Re: [PATCH v4 5/5] unpack-objects: unpack_non_delta_entry() read data in a stream

[Date Prev][Date Next][Thread Prev][Thread Next][Date Index][Thread Index]

 



On Fri, Dec 03 2021, Han Xin wrote:

> From: Han Xin <hanxin.hx@xxxxxxxxxxxxxxx>
>
> We used to call "get_data()" in "unpack_non_delta_entry()" to read the
> entire contents of a blob object, no matter how big it is. This
> implementation may consume all the memory and cause OOM.
>
> By implementing a zstream version of input_stream interface, we can use
> a small fixed buffer for "unpack_non_delta_entry()".
>
> However, unpack non-delta objects from a stream instead of from an entrie
> buffer will have 10% performance penalty. Therefore, only unpack object
> larger than the "big_file_threshold" in zstream.
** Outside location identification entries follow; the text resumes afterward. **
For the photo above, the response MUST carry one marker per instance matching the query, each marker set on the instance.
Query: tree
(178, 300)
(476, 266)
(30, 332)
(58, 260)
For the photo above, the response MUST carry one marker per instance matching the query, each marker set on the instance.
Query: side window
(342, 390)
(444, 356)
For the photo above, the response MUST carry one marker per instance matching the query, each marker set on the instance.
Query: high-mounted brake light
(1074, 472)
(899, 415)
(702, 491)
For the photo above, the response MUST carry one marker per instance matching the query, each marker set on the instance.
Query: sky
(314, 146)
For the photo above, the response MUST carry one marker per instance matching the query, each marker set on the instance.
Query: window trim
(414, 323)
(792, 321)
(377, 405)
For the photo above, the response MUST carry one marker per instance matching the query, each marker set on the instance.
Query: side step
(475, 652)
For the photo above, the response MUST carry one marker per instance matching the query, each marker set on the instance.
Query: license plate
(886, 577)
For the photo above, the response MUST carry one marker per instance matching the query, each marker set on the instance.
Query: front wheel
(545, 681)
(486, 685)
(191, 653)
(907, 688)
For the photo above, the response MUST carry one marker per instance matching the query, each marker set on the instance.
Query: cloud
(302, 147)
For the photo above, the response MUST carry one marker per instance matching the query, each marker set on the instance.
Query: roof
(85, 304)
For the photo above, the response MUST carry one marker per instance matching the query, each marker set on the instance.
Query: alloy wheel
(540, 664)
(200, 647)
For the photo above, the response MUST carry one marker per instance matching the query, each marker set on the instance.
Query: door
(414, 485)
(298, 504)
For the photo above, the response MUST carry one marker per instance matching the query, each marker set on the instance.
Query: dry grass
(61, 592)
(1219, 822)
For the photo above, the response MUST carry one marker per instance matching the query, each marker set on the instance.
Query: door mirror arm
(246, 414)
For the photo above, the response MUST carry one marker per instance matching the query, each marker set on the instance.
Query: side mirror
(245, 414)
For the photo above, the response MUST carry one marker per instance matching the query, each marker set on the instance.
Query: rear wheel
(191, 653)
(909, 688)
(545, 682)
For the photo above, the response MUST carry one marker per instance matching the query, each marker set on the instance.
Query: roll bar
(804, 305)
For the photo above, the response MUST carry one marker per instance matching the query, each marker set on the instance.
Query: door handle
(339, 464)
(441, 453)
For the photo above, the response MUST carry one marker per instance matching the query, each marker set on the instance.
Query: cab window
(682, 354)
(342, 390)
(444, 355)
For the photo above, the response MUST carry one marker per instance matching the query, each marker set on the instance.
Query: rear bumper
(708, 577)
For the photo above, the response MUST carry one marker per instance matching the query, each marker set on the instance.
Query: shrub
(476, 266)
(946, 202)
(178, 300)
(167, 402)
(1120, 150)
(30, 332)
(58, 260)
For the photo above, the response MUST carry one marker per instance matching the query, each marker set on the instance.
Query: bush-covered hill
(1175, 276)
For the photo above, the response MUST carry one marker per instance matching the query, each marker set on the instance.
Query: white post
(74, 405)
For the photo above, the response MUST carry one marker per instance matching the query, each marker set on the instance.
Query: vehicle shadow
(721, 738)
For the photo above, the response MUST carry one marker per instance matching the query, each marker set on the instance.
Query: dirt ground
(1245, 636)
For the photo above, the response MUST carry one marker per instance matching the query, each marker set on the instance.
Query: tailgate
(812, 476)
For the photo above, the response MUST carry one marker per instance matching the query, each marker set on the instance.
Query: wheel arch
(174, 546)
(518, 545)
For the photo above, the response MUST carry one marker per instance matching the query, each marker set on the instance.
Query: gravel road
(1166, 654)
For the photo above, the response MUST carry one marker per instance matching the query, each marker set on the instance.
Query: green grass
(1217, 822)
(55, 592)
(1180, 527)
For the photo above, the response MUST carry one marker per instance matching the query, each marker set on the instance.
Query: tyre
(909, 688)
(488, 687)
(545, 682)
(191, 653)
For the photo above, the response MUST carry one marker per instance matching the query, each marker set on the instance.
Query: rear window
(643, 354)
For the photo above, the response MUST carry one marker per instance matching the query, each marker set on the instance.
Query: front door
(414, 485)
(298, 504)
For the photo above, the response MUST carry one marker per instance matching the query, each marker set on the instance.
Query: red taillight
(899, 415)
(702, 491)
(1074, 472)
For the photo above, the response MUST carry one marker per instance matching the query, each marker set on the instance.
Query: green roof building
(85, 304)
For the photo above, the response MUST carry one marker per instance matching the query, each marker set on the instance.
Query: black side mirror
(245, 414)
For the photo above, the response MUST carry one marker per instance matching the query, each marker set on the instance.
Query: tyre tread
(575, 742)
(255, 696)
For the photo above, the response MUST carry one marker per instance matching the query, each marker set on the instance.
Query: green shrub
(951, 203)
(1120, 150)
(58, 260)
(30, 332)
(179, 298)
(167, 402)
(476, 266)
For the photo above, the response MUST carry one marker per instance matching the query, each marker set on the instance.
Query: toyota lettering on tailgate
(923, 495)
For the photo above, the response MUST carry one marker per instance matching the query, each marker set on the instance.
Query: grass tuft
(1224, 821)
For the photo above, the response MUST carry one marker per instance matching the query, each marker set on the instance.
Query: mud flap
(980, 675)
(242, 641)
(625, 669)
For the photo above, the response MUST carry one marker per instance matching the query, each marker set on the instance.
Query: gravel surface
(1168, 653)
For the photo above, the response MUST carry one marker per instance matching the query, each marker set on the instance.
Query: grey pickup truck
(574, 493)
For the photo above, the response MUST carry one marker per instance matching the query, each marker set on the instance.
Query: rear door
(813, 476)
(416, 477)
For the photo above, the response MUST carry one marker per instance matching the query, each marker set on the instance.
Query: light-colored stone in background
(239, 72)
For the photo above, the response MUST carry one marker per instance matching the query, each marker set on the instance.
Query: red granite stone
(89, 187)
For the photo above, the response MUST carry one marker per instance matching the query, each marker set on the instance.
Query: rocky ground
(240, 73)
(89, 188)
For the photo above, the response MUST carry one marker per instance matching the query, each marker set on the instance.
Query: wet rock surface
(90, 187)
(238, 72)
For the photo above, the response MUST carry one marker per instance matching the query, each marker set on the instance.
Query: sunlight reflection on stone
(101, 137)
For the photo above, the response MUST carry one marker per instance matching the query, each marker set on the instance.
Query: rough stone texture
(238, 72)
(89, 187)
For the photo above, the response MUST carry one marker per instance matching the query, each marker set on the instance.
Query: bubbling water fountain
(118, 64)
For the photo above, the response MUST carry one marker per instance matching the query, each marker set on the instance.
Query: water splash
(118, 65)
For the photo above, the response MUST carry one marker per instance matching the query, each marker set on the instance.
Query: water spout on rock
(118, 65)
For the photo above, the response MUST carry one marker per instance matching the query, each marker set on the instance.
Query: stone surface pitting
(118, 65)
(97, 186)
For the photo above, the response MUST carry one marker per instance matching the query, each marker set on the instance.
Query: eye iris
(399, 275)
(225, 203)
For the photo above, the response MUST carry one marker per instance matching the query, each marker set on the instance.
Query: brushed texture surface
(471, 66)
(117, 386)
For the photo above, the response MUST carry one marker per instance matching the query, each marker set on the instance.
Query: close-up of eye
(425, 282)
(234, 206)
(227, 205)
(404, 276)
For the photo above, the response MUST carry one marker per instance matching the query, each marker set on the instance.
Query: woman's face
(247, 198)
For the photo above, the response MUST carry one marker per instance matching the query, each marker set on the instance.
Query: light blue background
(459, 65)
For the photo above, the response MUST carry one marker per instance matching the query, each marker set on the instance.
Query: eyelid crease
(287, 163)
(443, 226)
See the following
> benchmarks:
>
>     hyperfine \
>       --setup \
>       'if ! test -d scalar.git; then git clone --bare https://github.com/microsoft/scalar.git; cp scalar.git/objects/pack/*.pack small.pack; fi' \
>       --prepare 'rm -rf dest.git && git init --bare dest.git' \
>       -n 'old' 'git -C dest.git unpack-objects <small.pack' \
>       -n 'new' 'new/git -C dest.git unpack-objects <small.pack' \
>       -n 'new (small threshold)' \
>       'new/git -c core.bigfilethreshold=16k -C dest.git unpack-objects <small.pack'
>     Benchmark 1: old
>       Time (mean ± σ):      6.075 s ±  0.069 s    [User: 5.047 s, System: 0.991 s]
>       Range (min … max):    6.018 s …  6.189 s    10 runs
>
>     Benchmark 2: new
>       Time (mean ± σ):      6.090 s ±  0.033 s    [User: 5.075 s, System: 0.976 s]
>       Range (min … max):    6.030 s …  6.142 s    10 runs
>
>     Benchmark 3: new (small threshold)
>       Time (mean ± σ):      6.755 s ±  0.029 s    [User: 5.150 s, System: 1.560 s]
>       Range (min … max):    6.711 s …  6.809 s    10 runs
>
>     Summary
>       'old' ran
>         1.00 ± 0.01 times faster than 'new'
>         1.11 ± 0.01 times faster than 'new (small threshold)'

So before we wrote used core.bigfilethreshold for two things (or more?):
Whether we show a diff for it (we mark it "binary") and whether it's
split into a loose object.

Now it's three things, we've added a "this is a threshold when we'll
stream the object" to that.

Might it make sense to squash something like this in, so we can have our
cake & eat it too?

With this I get, where HEAD~0 is this change:
    
    Summary
      './git -C dest.git -c core.bigfilethreshold=512m unpack-objects <small.pack' in 'HEAD~0' ran
        1.00 ± 0.01 times faster than './git -C dest.git -c core.bigfilethreshold=512m unpack-objects <small.pack' in 'HEAD~1'
        1.00 ± 0.01 times faster than './git -C dest.git -c core.bigfilethreshold=512m unpack-objects <small.pack' in 'origin/master'
        1.01 ± 0.01 times faster than './git -C dest.git -c core.bigfilethreshold=16k unpack-objects <small.pack' in 'HEAD~0'
        1.06 ± 0.14 times faster than './git -C dest.git -c core.bigfilethreshold=16k unpack-objects <small.pack' in 'origin/master'
        1.20 ± 0.01 times faster than './git -C dest.git -c core.bigfilethreshold=16k unpack-objects <small.pack' in 'HEAD~1'

I.e. it's 5% slower, not 20% (haven't looked into why), but we'll not
stream out 16k..128MB objects (maybe the repo has even bigger ones?)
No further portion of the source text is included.